Pero como las prácticas hegemónicas son, por definición, incompletas, debemos considerar las complejas y cambiantes formas en que los distintos grupos vivencian su corporalidad, en un marco de estratificación social y prácticas culturales propias de sectores sub-culturales.
En las plazas de la ciudad, en esos recreos geográficos, los jóvenes se juntan a alardear sus destrezas, que no sólo son dancísticas, dado que ahí se juegan los roles en los grupos de pertenencia, el respeto a las personalidades más elocuentes, o las condiciones de apertura a otros grupos. Es cierto que la danza no aparece en todos los encuentros, pero basta que un parlante esté conectado a algún celular por bluetooth para que, entre charlas, cerveza o mate, los cuerpos se dinamicen rítmicamente, sin interrumpir la lógica interna de las relaciones interpersonales.

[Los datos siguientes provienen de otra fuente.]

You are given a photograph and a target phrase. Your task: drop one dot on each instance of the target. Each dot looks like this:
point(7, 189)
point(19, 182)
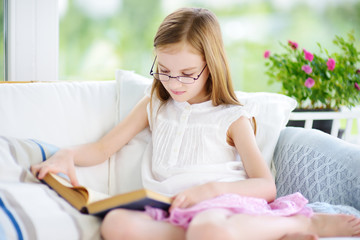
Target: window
point(2, 49)
point(97, 37)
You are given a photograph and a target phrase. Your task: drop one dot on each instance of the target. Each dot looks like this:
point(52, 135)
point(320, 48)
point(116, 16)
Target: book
point(91, 202)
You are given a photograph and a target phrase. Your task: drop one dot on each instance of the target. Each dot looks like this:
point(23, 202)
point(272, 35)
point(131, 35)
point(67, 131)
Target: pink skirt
point(284, 206)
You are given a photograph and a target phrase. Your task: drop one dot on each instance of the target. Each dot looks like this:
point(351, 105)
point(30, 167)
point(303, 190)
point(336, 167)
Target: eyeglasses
point(183, 79)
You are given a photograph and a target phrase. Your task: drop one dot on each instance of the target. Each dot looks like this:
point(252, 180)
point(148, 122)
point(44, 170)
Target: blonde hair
point(199, 28)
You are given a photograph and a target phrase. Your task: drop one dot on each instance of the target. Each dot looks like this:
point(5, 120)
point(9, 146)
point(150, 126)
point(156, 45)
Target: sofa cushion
point(30, 209)
point(323, 168)
point(61, 113)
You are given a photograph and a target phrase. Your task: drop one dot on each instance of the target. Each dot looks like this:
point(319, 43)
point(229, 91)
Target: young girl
point(204, 152)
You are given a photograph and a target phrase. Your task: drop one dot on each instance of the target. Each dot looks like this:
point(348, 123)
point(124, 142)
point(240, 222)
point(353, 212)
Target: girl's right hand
point(61, 162)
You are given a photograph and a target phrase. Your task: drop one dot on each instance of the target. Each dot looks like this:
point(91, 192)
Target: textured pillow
point(323, 168)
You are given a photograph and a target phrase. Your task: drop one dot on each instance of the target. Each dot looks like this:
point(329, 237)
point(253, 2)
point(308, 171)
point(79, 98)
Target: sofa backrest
point(60, 113)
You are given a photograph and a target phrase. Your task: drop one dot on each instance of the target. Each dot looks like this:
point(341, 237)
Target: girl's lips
point(177, 92)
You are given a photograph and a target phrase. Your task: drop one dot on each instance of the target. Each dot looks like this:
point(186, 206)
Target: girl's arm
point(95, 153)
point(260, 183)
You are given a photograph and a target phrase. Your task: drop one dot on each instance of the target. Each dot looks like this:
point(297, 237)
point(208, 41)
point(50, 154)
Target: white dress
point(189, 146)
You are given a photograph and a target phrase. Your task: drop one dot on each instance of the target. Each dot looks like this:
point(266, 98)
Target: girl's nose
point(174, 83)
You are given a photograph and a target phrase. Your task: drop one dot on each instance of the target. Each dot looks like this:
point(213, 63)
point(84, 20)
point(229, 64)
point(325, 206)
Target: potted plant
point(318, 81)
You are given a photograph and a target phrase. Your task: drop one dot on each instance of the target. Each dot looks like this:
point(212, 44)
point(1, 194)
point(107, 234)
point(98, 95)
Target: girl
point(198, 130)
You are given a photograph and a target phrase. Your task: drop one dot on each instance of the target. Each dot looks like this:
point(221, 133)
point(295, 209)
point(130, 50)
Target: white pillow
point(271, 111)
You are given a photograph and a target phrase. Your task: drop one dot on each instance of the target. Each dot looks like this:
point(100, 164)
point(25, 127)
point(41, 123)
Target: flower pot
point(322, 125)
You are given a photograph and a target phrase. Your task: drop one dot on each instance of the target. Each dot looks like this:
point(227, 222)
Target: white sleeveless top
point(189, 146)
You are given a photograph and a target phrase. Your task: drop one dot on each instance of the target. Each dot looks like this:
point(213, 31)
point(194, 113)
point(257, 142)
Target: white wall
point(33, 33)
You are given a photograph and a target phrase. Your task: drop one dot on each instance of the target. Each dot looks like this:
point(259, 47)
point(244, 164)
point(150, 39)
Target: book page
point(96, 196)
point(89, 194)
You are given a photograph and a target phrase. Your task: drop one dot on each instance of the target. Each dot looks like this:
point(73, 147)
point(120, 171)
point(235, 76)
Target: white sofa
point(65, 114)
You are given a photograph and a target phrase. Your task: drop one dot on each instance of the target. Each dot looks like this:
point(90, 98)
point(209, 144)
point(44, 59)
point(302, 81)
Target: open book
point(91, 202)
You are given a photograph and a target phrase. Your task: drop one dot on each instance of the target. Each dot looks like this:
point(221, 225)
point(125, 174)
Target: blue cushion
point(323, 168)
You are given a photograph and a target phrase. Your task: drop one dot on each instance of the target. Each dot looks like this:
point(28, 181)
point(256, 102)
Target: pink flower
point(293, 45)
point(308, 55)
point(309, 83)
point(331, 64)
point(267, 54)
point(307, 69)
point(356, 85)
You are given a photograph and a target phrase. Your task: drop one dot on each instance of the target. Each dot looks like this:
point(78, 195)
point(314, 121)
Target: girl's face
point(182, 60)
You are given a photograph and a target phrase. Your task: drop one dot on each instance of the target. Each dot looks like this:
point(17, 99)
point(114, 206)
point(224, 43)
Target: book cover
point(95, 203)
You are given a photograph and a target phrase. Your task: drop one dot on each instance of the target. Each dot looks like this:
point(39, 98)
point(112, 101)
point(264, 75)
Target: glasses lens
point(161, 77)
point(186, 80)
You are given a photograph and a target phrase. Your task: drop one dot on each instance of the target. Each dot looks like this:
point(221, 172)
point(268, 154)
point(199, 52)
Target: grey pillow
point(321, 167)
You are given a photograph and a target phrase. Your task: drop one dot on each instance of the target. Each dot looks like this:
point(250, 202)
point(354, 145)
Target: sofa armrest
point(321, 167)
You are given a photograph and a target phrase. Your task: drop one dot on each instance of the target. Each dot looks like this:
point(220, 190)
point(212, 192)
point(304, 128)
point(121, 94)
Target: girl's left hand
point(193, 195)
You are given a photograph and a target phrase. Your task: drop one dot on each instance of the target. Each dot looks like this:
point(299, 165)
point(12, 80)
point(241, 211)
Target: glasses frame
point(176, 77)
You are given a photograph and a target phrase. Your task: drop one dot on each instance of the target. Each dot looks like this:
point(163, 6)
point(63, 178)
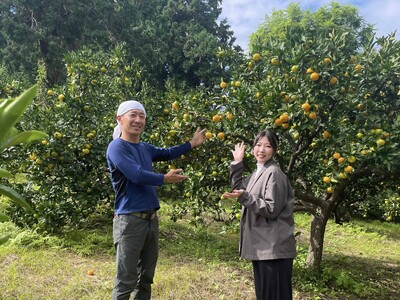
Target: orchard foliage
point(170, 38)
point(322, 81)
point(11, 110)
point(67, 176)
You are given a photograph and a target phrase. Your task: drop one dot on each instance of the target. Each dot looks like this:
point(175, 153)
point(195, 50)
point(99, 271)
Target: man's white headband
point(123, 108)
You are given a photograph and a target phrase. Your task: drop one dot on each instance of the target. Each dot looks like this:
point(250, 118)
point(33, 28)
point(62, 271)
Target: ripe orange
point(326, 134)
point(220, 135)
point(349, 169)
point(229, 116)
point(306, 106)
point(326, 179)
point(380, 142)
point(256, 56)
point(314, 76)
point(90, 272)
point(312, 115)
point(284, 117)
point(274, 61)
point(294, 68)
point(217, 118)
point(327, 60)
point(352, 159)
point(175, 105)
point(358, 67)
point(336, 155)
point(278, 121)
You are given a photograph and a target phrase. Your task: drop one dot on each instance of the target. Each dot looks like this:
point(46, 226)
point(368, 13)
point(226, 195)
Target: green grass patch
point(361, 261)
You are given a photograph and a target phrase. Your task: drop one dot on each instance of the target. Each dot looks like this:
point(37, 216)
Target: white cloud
point(245, 16)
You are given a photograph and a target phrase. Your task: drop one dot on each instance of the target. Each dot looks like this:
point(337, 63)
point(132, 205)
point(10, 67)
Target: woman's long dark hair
point(271, 136)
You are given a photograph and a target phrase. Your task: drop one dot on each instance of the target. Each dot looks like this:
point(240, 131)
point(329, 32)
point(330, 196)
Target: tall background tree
point(322, 80)
point(170, 38)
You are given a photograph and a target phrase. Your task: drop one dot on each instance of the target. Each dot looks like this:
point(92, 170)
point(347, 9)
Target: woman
point(266, 225)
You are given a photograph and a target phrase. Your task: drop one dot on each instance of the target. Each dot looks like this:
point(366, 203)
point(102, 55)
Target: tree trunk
point(316, 245)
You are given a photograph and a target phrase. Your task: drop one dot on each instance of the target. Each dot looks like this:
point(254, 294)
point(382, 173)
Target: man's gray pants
point(136, 244)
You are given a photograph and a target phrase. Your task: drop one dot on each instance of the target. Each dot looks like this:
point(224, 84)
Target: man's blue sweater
point(132, 174)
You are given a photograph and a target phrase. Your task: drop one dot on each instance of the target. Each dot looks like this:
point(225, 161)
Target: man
point(135, 229)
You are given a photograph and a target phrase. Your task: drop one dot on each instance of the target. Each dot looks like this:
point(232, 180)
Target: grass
point(361, 261)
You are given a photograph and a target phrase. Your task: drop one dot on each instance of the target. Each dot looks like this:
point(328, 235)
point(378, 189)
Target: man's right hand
point(173, 176)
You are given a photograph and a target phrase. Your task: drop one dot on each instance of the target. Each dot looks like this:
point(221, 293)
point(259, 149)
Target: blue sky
point(244, 16)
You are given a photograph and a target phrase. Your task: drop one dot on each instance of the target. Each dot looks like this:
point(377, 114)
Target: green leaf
point(4, 218)
point(15, 197)
point(11, 110)
point(4, 238)
point(4, 173)
point(24, 137)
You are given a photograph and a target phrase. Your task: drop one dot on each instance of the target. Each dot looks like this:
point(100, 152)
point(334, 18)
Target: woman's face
point(263, 150)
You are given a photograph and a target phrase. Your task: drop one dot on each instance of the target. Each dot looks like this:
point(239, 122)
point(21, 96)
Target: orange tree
point(66, 174)
point(331, 92)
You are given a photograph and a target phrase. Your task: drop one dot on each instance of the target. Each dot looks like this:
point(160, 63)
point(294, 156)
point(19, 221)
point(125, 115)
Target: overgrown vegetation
point(361, 262)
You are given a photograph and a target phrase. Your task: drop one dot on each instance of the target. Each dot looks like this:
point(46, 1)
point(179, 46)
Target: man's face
point(133, 122)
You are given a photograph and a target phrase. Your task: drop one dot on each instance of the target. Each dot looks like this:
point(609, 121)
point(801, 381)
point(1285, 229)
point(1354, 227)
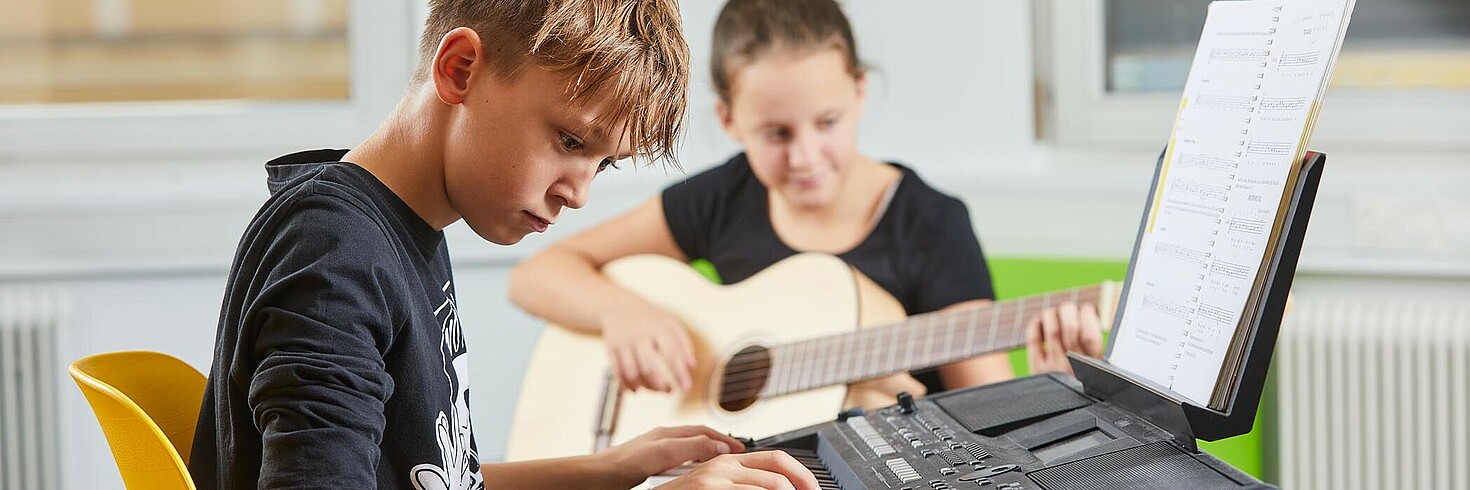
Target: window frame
point(1085, 115)
point(381, 55)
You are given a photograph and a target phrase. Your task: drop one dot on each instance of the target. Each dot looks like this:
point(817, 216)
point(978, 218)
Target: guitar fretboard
point(919, 342)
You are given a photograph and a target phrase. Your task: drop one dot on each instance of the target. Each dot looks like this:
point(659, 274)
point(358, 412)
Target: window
point(130, 77)
point(1114, 69)
point(87, 52)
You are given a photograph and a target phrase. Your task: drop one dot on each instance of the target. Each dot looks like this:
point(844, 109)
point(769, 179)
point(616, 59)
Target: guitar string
point(741, 367)
point(751, 377)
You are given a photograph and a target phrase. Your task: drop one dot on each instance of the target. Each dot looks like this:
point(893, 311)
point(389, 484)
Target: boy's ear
point(722, 111)
point(459, 56)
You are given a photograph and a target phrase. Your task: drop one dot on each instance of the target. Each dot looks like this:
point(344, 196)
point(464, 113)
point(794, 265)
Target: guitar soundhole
point(744, 378)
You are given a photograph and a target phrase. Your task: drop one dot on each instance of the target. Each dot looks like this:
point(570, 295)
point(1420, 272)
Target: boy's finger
point(693, 448)
point(782, 465)
point(759, 478)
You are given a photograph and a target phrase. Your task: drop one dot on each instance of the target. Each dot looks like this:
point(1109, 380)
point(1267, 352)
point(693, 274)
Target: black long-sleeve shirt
point(338, 361)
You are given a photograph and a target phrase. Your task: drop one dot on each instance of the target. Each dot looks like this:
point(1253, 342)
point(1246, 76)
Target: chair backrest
point(147, 405)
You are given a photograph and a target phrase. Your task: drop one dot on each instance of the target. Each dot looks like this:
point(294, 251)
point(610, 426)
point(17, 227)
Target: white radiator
point(30, 374)
point(1373, 395)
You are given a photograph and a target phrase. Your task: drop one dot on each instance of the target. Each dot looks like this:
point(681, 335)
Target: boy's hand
point(647, 348)
point(666, 448)
point(771, 470)
point(1060, 330)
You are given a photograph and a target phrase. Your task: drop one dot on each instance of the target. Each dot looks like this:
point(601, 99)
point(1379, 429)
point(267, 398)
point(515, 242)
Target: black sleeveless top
point(922, 250)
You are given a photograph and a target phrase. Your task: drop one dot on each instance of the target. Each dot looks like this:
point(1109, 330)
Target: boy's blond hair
point(632, 47)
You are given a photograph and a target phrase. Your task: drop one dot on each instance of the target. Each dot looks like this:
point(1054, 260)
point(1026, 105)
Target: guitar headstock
point(1109, 295)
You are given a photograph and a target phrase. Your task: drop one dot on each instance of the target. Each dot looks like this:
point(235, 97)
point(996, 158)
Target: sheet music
point(1245, 114)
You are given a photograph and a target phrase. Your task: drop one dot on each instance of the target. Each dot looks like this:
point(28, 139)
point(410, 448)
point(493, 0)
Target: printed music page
point(1241, 131)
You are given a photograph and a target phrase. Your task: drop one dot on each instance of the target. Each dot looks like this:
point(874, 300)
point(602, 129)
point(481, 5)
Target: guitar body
point(800, 297)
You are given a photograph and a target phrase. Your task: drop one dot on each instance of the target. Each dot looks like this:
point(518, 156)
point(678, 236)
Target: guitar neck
point(916, 343)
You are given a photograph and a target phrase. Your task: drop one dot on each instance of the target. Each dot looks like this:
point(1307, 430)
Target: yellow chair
point(147, 405)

Otro escenario recurrente es el terreno estéril al borde de las vías. Cuanto más escondido está de los transeúntes, más propicio se vuelve a estimular el desafío. El encuentro puede convocar a la práctica del freestyle, tanto en danza como en rap, y antes de crear una competencia se entrena, se consolida la confianza en los más experimentados, se inventa la mística que cumplirá un rol identitario en vínculo estrecho con el barrio –o manzana, estación, terrenito- de pertenencia.
En los espacios sin funcionalidad, los cuerpos “inútiles”, rebeldes, bailan desde la secreta oscuridad de la carne. Pertrechados de movimientos impuestos por la omnipresencia audiovisual, se van desnudando lentamente hasta encontrarse, o desencontrarse, desprovistos de cualquier “deber ser”, abiertos al enmarañamiento caótico de sus intensidades.
Un cuerpo con otro no es un individuo en un grupo. Un grupo no es una suma de individuos, pero tampoco es anterior a ellos. (Simondon, 2015). Por un sistema de creencias que funciona como trama de todas las relaciones posibles, los cuerpos en grupo se superponen. Es lo transindividual lo que permite el juego de relaciones trans-lingüísticas, que opera a través de significantes vacíos, susceptibles de ser llenados por las indescifrables sensaciones del cuerpo y los afectos.
La danza es un modo de gestionar los afectos, y una oportunidad para disolver la violencia de la desigualdad de los vínculos sociales. Y el espacio, que ya no es fijo, ni real ni virtual, pasa a ser “cualquier parte”. (Vercauteren, 2010). Cuerpos en movimiento, en ningún lugar, a ninguna hora, son los focos de resistencia de la metafísica del orden.